Still, consumers appear both aware and wary of the way their data may someday be used against them. “There’s a very strong sense that people don’t know the details of [these deals] and that makes them unnerved,” Rainie said.
In its latest report, Pew laid out a handful of different situations to help understand how people judge these trade-offs. Their answers suggest that Americans do not view the tracking of personal information as an all-or-nothing proposal.
Most respondents had little appetite for car insurance companies offering a discount to drivers who agreed to let the insurer track their precise speed and location.
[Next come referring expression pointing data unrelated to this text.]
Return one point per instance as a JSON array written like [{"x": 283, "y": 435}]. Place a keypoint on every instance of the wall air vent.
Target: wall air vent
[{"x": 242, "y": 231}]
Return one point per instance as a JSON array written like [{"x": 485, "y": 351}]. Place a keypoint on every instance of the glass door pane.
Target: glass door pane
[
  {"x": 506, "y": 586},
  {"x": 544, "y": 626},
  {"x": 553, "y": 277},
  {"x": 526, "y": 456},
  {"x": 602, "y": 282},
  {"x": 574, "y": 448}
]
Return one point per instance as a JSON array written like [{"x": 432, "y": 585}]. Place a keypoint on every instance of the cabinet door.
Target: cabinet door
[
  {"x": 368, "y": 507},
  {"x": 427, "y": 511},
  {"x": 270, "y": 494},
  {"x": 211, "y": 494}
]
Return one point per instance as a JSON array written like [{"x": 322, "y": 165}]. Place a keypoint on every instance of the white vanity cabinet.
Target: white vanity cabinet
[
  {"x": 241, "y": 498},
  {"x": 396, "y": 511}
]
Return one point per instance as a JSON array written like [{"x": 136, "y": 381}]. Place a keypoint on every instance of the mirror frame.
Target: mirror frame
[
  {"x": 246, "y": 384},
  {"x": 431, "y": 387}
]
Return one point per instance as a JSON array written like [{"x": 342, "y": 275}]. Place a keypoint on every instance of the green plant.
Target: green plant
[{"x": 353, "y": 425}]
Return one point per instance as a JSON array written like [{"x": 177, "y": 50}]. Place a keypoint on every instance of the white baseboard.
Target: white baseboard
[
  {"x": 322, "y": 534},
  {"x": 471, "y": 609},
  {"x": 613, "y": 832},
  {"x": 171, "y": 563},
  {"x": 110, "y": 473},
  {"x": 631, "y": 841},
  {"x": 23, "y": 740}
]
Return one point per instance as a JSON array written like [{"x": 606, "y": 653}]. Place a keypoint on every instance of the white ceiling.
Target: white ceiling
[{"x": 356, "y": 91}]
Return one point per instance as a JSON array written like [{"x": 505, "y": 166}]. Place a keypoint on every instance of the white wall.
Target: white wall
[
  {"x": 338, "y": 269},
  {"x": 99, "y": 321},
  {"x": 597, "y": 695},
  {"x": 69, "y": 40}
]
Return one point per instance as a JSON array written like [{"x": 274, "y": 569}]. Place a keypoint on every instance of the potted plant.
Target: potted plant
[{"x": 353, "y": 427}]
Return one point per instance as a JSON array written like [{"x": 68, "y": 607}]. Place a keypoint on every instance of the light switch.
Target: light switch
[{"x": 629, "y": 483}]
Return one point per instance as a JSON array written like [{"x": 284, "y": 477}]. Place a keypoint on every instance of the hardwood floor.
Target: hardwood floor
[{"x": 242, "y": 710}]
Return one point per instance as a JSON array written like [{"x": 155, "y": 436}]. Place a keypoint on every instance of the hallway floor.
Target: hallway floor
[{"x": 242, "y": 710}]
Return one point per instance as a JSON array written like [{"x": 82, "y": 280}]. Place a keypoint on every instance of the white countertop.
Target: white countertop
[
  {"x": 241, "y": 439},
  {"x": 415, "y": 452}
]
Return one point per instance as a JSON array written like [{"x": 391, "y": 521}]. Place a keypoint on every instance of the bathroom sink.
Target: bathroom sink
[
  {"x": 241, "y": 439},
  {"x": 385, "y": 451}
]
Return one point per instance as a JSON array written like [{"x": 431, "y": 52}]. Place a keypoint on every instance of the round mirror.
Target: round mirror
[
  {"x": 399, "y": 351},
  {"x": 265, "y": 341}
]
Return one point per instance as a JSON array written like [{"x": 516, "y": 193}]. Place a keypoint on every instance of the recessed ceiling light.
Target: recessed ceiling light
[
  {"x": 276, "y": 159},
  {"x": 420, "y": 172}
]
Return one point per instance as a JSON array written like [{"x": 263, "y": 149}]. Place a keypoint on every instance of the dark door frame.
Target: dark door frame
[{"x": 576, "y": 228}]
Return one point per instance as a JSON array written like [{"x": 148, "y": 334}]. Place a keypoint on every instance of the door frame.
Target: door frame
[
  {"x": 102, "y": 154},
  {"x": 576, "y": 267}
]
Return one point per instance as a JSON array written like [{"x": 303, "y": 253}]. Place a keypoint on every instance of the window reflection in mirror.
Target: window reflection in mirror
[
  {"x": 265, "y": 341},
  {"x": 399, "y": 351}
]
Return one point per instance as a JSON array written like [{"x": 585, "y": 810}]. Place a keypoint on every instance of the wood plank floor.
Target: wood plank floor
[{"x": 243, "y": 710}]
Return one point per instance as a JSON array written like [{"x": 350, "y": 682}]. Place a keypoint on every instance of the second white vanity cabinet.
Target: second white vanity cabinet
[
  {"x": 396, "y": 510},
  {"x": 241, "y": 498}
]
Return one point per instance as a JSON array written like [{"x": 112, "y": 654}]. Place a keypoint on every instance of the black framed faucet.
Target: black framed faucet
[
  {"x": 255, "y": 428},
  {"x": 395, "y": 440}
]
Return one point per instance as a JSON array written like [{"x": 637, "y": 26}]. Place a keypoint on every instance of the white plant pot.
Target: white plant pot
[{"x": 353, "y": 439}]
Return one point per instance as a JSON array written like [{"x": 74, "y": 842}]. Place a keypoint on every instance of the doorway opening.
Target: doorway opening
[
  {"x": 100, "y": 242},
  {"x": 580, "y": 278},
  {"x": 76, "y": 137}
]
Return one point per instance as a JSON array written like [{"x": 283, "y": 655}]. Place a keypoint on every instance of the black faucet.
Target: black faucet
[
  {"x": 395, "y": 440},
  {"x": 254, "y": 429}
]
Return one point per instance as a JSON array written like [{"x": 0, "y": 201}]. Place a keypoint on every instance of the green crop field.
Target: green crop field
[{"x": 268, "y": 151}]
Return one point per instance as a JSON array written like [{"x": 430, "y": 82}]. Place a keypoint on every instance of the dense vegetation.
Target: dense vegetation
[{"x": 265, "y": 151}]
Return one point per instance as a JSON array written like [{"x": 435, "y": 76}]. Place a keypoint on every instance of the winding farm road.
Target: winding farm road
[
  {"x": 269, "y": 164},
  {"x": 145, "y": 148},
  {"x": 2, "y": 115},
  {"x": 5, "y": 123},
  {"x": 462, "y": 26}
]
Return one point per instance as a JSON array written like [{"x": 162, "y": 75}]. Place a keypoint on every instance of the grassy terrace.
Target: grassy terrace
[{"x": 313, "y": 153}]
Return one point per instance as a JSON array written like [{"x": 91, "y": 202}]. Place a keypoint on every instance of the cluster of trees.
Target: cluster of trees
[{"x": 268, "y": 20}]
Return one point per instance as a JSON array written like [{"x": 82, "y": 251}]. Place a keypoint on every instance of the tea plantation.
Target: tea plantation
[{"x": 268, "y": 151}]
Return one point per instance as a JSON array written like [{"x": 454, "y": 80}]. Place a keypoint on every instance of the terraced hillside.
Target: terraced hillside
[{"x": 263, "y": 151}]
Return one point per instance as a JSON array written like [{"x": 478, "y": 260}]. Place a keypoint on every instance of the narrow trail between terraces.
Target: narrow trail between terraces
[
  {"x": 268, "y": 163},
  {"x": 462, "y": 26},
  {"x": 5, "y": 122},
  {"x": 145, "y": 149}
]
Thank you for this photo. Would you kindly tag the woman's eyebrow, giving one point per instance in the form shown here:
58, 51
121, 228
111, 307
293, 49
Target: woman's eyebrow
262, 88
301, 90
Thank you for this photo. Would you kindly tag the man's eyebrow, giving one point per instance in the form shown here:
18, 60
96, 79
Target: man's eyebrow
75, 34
Forty-five percent of those surveyed found that deal unacceptable, versus 37 percent who thought it was fine.
Just like the smart thermostats, this is something that’s already happening: Firms such as Progressive and Liberty Mutual have programs that ask people to give up detailed information about their driving habits in exchange for a discount.
Focus group responses received by Pew indicate that the insurance and thermostat scenarios hit respondents close to home.
“They don’t like the idea of places that used to seem very private, like their homes or their cars, being monitored,” he said. And because these are practices already commonplace, respondents may have already had to think through the implications.
Indeed, a recent Accenture study of 28,000 consumers in 28 countries found that security and privacy concerns are among the top reasons why people did not buy smart home and wearable products. Nearly half of respondents, 47 percent, cited this concern.
And many don’t trust that companies can protect the information they gather. Of those who would buy smart devices, nearly a quarter of people told Accenture that concerns about security breaches delayed their plans to do so. Eighteen percent said this worry prompted them to stop using smart devices altogether.
“When it comes to privacy and security issues, mainstream awareness has increased dramatically over the past 12-18 months,” said John Curran, global managing director at Accenture. “People are more generally aware that it’s something they should be thinking about.”
On the other hand, Pew posed a scenario that elicited a different response. The research group asked, if someone was stealing personal belongings from your workplace, would it be ok if the company installed a camera system with facial recognition technology to catch the thief — even if the company could hang onto the the footage for as long as it wanted and the feeds could also be used to track employee attendance and performance?
By a two-to-one margin, 54 percent to 24 percent, people said that arrangement was acceptable.
The focus groups suggested some respondents may have been driven by thoughts about who ultimately gets to make the final call in that scenario, not the actual privacy stakes. “There was one strain of thought that really said the workplace belongs to the boss — so it’s their domain and I don’t always get to assert the control I’d like,” Rainie said.
But, he added, even among those who were upset by the “big brother” aspect of the situation, few brought up concerns about the use of facial recognition technology, which has raised serious alarm bells for some privacy experts.
While systems that rely on facial recognition technology are quietly being rolled out to do things like help retailers identify shoplifters, it’s “unlikely” people understand their full implications at this point, said Alvaro Bedoya, the executive director of Georgetown law school’s Center on Privacy and Technology. “Once someone has the ability to trace you by your face it erases a lot of the anonymity you have on and offline.”
Previous Pew surveys have found that very few people feel they have a lot of control over how data about them is collected or used. And in this latest report, the organization noted that focus groups were “much more likely to speak of the darker side of personal information tradeoffs” than their benefits.
“I really think that the next generation will not even understand the value of privacy,” one participant said. “Privacy will be a thing of the past.”